“I believe that a perspective is sufficient, as the process takes a long time. Pledging what will happen in maybe five or ten years, nobody knows this and there should be no guesswork,” Grybauskaitė told journalists in the Latvian capital on Friday.
“All the countries that want to become European will become that. Everything depends on nations’ will and governments’ determination to pursue reforms, seek democratic and law-enforcement reforms, ensure human rights. If the countries do the homework like we did, they will always be welcome, as Europe is open,” she added.
Moldova, Georgia and Ukraine are the most active aspirants for closer ties with the EU, while Armenia and Belarus participate in the Russia-led Eurasian Union project, and Azerbaijan wants a special status.

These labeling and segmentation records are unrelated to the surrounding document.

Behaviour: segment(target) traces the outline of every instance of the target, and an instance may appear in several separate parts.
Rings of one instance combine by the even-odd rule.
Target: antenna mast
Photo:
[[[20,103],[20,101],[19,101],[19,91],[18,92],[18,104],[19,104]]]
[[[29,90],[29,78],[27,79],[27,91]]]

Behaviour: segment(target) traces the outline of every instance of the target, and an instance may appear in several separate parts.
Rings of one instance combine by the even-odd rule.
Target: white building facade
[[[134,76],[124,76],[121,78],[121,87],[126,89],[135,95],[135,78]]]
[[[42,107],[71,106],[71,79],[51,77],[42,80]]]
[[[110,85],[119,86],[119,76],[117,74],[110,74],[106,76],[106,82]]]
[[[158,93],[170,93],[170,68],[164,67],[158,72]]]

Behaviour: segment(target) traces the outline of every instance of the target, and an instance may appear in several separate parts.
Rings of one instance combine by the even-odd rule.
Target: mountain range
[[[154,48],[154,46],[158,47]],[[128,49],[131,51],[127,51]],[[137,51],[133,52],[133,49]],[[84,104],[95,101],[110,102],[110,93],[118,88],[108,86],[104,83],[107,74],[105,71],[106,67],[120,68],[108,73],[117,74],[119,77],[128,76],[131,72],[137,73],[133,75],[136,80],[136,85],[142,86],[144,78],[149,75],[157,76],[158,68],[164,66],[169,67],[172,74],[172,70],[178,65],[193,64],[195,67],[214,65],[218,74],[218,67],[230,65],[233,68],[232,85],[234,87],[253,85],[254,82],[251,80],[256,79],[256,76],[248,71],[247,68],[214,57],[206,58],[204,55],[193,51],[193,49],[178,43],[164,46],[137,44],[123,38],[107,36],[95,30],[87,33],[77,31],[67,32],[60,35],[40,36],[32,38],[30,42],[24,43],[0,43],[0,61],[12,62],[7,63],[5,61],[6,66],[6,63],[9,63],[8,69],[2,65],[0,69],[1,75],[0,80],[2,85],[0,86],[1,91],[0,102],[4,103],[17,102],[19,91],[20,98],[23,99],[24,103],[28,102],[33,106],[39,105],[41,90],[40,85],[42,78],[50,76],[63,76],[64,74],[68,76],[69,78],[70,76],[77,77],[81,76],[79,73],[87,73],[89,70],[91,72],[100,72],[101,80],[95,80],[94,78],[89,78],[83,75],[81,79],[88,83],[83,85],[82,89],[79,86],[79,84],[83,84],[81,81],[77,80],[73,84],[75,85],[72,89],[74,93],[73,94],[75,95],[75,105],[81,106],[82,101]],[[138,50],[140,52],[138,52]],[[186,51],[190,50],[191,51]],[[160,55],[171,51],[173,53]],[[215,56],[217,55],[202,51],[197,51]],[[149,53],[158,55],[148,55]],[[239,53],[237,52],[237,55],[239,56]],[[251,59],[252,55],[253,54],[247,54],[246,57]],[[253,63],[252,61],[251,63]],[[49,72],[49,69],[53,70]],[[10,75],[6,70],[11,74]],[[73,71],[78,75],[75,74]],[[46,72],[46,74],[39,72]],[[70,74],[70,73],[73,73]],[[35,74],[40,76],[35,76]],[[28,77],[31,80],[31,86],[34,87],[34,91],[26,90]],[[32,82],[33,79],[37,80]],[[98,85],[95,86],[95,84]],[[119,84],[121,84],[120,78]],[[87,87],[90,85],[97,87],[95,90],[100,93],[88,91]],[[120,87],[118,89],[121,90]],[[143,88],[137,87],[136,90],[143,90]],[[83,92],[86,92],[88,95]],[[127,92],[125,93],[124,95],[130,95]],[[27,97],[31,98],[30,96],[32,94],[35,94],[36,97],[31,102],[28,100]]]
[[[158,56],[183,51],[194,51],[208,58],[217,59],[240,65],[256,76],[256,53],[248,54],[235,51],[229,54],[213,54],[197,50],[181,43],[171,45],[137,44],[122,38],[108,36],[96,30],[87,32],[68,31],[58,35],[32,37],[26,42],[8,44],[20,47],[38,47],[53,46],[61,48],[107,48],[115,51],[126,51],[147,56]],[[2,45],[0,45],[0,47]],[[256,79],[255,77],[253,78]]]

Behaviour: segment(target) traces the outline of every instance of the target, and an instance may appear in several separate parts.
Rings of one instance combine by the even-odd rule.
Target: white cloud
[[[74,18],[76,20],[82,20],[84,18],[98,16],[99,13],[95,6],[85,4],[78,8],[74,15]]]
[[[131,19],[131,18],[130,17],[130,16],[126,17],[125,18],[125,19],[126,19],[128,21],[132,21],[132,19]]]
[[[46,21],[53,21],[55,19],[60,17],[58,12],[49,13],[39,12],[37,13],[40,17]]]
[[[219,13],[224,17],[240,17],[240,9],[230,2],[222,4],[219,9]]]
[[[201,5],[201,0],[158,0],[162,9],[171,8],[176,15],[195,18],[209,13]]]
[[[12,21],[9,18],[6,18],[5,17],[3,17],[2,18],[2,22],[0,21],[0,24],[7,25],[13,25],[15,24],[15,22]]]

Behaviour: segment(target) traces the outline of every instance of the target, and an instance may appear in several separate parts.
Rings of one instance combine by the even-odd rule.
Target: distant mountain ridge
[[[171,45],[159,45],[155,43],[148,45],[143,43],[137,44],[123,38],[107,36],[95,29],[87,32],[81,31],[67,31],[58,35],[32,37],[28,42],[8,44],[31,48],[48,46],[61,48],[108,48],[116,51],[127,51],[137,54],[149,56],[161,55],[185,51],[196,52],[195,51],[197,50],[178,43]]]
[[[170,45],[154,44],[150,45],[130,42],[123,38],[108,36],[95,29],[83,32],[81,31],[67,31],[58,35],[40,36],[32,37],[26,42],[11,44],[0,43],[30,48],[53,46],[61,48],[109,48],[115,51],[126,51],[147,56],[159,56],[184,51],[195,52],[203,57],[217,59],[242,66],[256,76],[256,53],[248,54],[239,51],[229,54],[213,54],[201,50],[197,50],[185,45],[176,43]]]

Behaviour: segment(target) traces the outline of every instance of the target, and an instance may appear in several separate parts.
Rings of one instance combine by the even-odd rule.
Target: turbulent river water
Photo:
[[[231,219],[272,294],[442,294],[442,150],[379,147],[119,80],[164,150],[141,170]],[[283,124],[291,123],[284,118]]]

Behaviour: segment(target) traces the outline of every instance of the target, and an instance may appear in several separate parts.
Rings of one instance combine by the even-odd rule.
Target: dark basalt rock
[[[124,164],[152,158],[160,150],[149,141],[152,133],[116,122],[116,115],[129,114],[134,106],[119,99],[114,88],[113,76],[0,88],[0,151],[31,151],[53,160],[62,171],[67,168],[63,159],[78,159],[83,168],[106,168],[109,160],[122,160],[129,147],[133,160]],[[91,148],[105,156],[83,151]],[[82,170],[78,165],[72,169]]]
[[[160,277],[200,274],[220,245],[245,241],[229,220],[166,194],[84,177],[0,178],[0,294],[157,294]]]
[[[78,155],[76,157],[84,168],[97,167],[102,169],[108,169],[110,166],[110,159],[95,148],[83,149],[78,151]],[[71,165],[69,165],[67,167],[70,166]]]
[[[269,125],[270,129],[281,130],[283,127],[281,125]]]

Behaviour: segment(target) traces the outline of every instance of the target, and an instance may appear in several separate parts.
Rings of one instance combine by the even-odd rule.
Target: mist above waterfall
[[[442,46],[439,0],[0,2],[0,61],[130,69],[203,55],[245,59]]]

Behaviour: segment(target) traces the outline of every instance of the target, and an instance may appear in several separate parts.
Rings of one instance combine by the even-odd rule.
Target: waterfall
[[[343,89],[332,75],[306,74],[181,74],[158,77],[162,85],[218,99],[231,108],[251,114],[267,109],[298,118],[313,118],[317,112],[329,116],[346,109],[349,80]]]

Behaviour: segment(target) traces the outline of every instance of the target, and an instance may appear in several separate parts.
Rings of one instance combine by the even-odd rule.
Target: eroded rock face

In Grybauskaitė’s words, such differences are part of natural evolution.
“Differences have already appeared among the six Eastern partners, naturally, times have changed, and the decisions have changed during the two years after the Vilnius summit. We have two countries that are members of the Customs Union, which means that the Eastern Partnership will continue as a program and platform of communication with Europe, however, the processes, the pace and the quality will change with the counties in the Customs Union, the momentum will be entirely different with the countries that seek to become closer and that want association and future membership,” said the Lithuanian president.
In the run-up to the Riga summit, Lithuania and other supporters of the Eastern Partnership wanted the summit’s final declaration to clearly stipulate the perspective of EU membership, however, the move was objected by the largest nations of Western Europe.
Visa-free travels with the 28-member EU may become a potential impetus for Eastern Partnership countries. Moldova concluded the treaty back in 2014, with Georgia and Ukraine yet to ensure this.